The European Parliament has adopted legislation to allow EU consumers to defend their rights collectively. The measure, which is to become law within two years, aims to give individuals more power against corporations.

A gavel sits on a table along with legal books
Image: Africa Studio - Fotolia.com

The European Parliament on Tuesday endorsed legislation that will soon give consumers across the EU the right to file class-action lawsuits in cases of mass harm, similar to those already allowed in the US.

The measure is to go into force within the next two years, with all 27 EU member-states required by that time to put at least one mechanism in place to allow such lawsuits to be brought to court. It means consumers will no longer face the often prohibitive legal costs of taking large and wealthy corporations to court.

The European Commission began pushing for such a measure in 2018 after such scandals as the "Dieselgate" affair, where European car owners were unable to sue for the same redress as that accorded to their US counterparts.

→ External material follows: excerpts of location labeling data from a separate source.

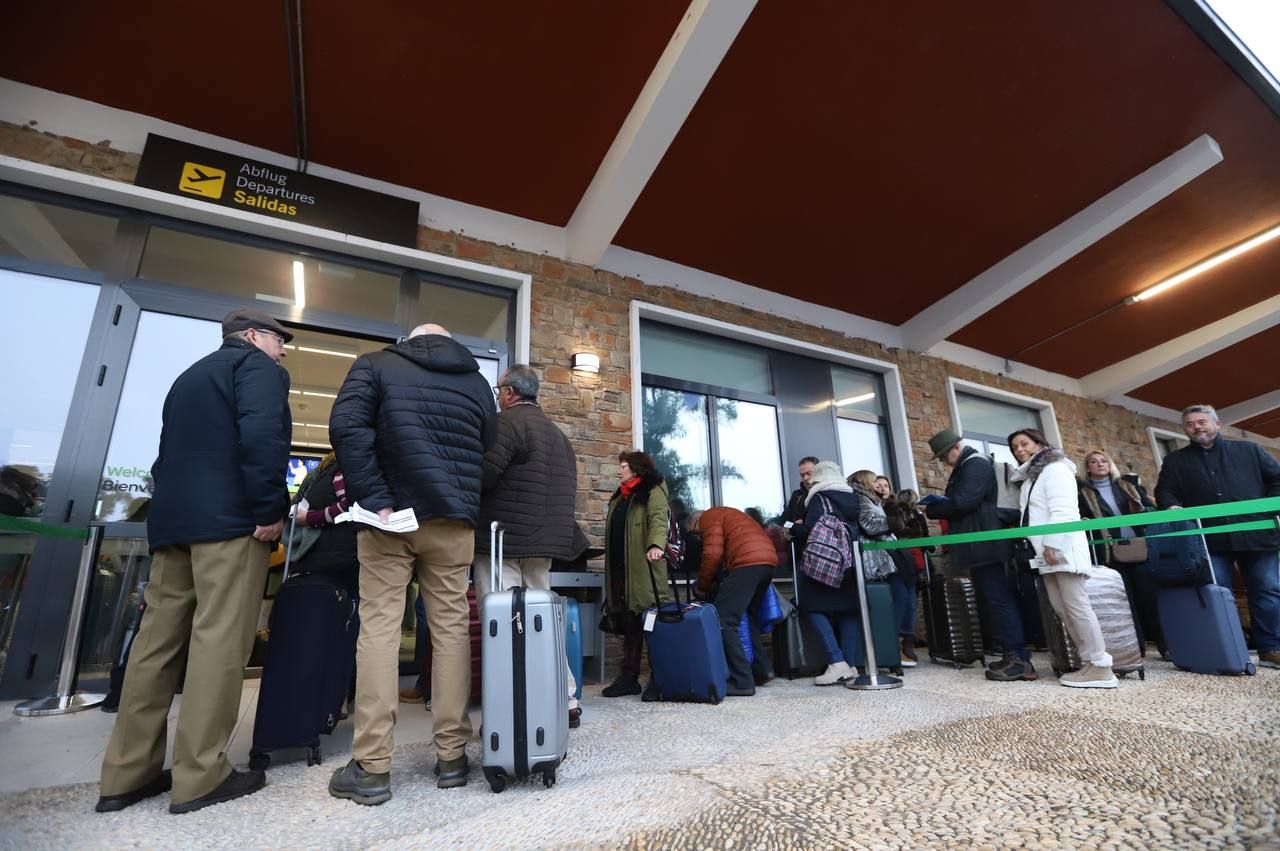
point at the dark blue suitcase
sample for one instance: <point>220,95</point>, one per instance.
<point>574,643</point>
<point>1176,562</point>
<point>686,653</point>
<point>310,659</point>
<point>1202,630</point>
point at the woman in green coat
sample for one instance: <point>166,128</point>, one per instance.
<point>635,536</point>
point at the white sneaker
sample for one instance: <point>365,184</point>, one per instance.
<point>835,673</point>
<point>1089,676</point>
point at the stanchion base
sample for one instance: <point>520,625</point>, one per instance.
<point>56,705</point>
<point>873,682</point>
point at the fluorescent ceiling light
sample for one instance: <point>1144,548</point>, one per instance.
<point>300,286</point>
<point>1205,265</point>
<point>327,351</point>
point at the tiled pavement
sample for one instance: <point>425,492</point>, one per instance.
<point>950,760</point>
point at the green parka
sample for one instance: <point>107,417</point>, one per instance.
<point>645,526</point>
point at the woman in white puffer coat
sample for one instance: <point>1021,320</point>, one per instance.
<point>1050,495</point>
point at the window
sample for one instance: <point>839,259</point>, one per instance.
<point>464,311</point>
<point>263,274</point>
<point>45,324</point>
<point>987,422</point>
<point>704,358</point>
<point>862,431</point>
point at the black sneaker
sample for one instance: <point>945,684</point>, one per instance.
<point>1014,671</point>
<point>117,803</point>
<point>355,783</point>
<point>237,785</point>
<point>621,687</point>
<point>451,773</point>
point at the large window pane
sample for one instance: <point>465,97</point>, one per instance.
<point>464,311</point>
<point>163,348</point>
<point>676,437</point>
<point>704,358</point>
<point>979,415</point>
<point>750,458</point>
<point>856,390</point>
<point>44,325</point>
<point>55,234</point>
<point>247,271</point>
<point>863,447</point>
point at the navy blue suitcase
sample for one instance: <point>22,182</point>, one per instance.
<point>1175,562</point>
<point>1202,630</point>
<point>686,653</point>
<point>310,659</point>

However, the EU approach to such lawsuits differs from the US in that it will allow only qualified entities, such as consumer organizations, to represent groups of consumers — and not law firms. The law will also not allow punitive damages to be demanded beyond the actual losses incurred.

Read more: Families hit by climate change sue the EU

Passengers at an airport
The directive enables class-action lawsuits in several areas, including travel and tourismImage: picture-alliance/dpa/C. Soeder

Cross-border cases possible

Cross-border lawsuits will be made possible by requiring qualified entities to comply with the same criteria across the bloc. These include having a certain stability and being able to show they are publicly active and that they are not run for profit. In the case of domestic lawsuits, the criteria will be determined by national laws.

The class-action lawsuits can be brought in a variety of areas such as data protection, travel and tourism, financial services, energy and telecommunications, according to a statement issued by the parliament.

Geoffroy Didier, a French MEP involved in drawing up the text, said in a statement that the directive offered "a balance between more consumer protection and giving businesses the legal certainty that they need."

"At a time when Europe is being severely tested, the EU has demonstrated that it can deliver and adapt to new realities, better protect its citizens and offer them new concrete rights in response to globalization and its excesses," he added.

Currently, in the view of the European Consumer Organization, only six EU countries — Belgium, France, Italy, Portugal, Spain and Sweden — have a full collective redress system.

The legislation was approved in a videolink session because of coronavirus restrictions.